Tüm dünya olarak bundan sonraki süreçte hızlı bir şekilde iklim değişikliğine uyum sağlanması gerektiğine dikkat çeken Bell, şöyle devam etti:
“Bunun için teknoloji kullanımı artmalı mekanizasyon uygulanmalı. İlaçlama, bitki koruma ürünleri gübreleme için artık akıllı makinelere ihtiyaç var. Bu konuda özellikle Asya ülkelerinde önemli çalışmalar var. Gübre ilaçlama ve tohum makinelerinin kullanımı tarımsal verimliliğin de artmasını sağlıyor. Saha tarama ve haritalandırma, sensörlerle uzaktan çalışma, otonom sistemler, istenmeyen otlarla mücadele gibi başlıklar hem çevre koruma hem de verimlilik açısından önemli. Avrupa Birliğinde 2030 yılına kadar zirai ilaçlamada yüzde 50 azaltılma söz konusu. Saha taramaları ve haritalandırma sistemleriyle tarlanın tümünü ilaçlamaya gerek yok. Belli noktalara ilaçlama yapılmasıyla bu artık mümkün. Tarımın sürdürülebilir olmasında tüm ülkelere sorumluluk düşüyor. Mekanizasyon bu işin en temel basamağı. Bu teknolojilerin kullanılması ve iklim krizi konusundaki farkındalığın artması da hayati öneme sahip.” “Ortak bir tarım stratejisi oluşturulmalı”
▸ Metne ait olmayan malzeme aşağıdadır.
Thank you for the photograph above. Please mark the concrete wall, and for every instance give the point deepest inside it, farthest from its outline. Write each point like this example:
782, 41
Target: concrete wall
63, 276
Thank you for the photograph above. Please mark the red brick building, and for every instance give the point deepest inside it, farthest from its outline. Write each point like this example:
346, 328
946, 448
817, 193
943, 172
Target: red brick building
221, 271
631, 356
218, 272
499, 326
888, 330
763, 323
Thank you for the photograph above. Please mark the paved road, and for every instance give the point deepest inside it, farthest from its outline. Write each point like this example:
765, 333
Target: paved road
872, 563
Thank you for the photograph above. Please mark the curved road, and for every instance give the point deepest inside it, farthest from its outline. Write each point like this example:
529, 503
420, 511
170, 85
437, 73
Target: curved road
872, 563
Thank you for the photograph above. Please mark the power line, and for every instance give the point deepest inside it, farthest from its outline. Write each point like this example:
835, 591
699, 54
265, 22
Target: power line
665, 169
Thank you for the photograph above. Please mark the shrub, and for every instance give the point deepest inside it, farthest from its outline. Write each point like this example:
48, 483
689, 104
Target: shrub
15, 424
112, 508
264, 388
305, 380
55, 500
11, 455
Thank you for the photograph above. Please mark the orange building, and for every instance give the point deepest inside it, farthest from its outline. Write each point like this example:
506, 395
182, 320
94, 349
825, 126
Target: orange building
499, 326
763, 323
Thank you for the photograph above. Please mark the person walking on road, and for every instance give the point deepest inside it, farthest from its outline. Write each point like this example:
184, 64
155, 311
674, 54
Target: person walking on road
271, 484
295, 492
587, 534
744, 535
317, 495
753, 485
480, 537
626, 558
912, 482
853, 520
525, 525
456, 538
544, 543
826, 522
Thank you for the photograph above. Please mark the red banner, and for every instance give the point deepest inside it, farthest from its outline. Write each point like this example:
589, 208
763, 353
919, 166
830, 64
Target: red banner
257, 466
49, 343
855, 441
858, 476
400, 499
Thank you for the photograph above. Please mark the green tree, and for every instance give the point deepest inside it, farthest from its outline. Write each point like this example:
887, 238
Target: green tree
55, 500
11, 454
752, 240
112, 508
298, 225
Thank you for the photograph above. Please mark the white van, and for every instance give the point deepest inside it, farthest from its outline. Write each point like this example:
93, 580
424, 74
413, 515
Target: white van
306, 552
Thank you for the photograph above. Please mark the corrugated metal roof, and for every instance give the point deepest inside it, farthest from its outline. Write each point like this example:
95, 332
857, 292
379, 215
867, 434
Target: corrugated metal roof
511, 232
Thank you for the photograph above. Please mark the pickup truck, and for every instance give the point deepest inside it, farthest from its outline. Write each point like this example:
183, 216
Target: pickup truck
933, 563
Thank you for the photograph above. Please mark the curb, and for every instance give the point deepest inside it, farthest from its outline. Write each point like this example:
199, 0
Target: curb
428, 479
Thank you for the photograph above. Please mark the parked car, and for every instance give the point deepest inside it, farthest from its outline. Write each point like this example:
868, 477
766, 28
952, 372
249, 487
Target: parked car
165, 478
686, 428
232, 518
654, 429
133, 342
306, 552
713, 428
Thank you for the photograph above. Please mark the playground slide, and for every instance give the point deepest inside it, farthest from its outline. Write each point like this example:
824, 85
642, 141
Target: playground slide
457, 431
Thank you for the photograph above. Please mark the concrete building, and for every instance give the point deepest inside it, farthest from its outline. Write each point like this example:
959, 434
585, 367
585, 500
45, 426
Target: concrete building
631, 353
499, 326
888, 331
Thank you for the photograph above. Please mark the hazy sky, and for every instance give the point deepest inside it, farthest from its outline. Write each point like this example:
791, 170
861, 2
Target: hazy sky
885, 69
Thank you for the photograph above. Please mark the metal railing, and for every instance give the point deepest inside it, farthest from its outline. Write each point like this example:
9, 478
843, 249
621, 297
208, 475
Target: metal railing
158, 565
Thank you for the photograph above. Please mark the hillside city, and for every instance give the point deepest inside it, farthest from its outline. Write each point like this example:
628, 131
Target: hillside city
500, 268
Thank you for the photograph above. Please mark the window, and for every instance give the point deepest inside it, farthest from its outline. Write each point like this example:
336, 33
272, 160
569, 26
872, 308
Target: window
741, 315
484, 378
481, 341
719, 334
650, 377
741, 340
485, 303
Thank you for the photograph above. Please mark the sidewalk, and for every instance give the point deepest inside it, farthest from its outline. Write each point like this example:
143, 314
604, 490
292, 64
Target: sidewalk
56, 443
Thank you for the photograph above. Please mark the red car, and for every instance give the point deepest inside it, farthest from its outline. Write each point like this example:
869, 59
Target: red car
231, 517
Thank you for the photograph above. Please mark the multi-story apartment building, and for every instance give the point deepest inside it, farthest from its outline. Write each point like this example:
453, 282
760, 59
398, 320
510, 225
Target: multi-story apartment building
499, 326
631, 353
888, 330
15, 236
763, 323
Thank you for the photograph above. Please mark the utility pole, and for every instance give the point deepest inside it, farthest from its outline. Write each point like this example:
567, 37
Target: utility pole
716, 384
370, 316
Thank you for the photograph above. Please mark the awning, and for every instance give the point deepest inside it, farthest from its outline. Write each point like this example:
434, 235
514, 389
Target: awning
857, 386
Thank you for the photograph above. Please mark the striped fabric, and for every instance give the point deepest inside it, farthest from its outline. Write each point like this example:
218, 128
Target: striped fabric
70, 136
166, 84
Romanya Tarım Yazarları Birliği Yönetim Kurulu Üyesi Nicoleta Dragomir de Avrupa Birliği destekleri sayesinde tarımda mekanizasyon konusunda ülke olarak önemli adımlar attıklarını ifade etti. Romanya’nın hem Asya hem de Avrupa’ya yakın bir konumda olduğunu kaydeden Dragomir, şunları söyledi:
“Romanya çok önemli tarım havzalarına sahip. Genelde aile çiftçiliği yöntemiyle geleneksel tarım yapılıyor. Çünkü çiftçilerin yeni teknolojilere ulaşmak için ayıracak bütçeleri yok. Son dönemde AB destekleri sayesinde tarım mekanizasyonu konusundaki yatırımlarımız da arttı. Öte yandan son 3 yıldır ülkemizde kuraklık söz konusu. Üretim miktarımız ve verimliliğimiz de azaldı. Tarımsal sulama ve sürdürülebilirlik daha da önem kazandı. Kimyasal gübrelerin kullanımı azaltılmalı. Suyun tükenebilir bir kaynak olduğunun farkındayız. Su kaynaklarının korunması ve tasarruflu kullanılması gerekiyor. Geleneksel yöntemlerle bu mümkün olmuyor. Bu konuda özellikle küçük çiftçilerin bilinçlendirilmesi önemli. Bu sorun yalnızca tarım makineleri kullanmakla çözülemez. Zihniyetin değişmesi lazım. Hem teknolojinin etkin kullanılması hem çevrenin korunması hem de ürün verimliliğinin sağlanması lazım. Tarımı geliştirmek için gazeteciler olarak bilgilendirme yapıyoruz. Tüketicilere de bu konuda sorumluluk düşüyor. Yerel ürünlerin tüketilmesi gerekiyor. Yoksa yerel üreticilerin yaşamaları mümkün görünmüyor. Ülkemizde 13 milyon hektar tarım alanı bulunuyor. Bunun yüzde 40’ını büyük firmalar işletiyor. Hem aile çiftçilerini hem de büyük üreticileri kapsayan ortak bir tarım stratejisi geliştirmek gerekli.”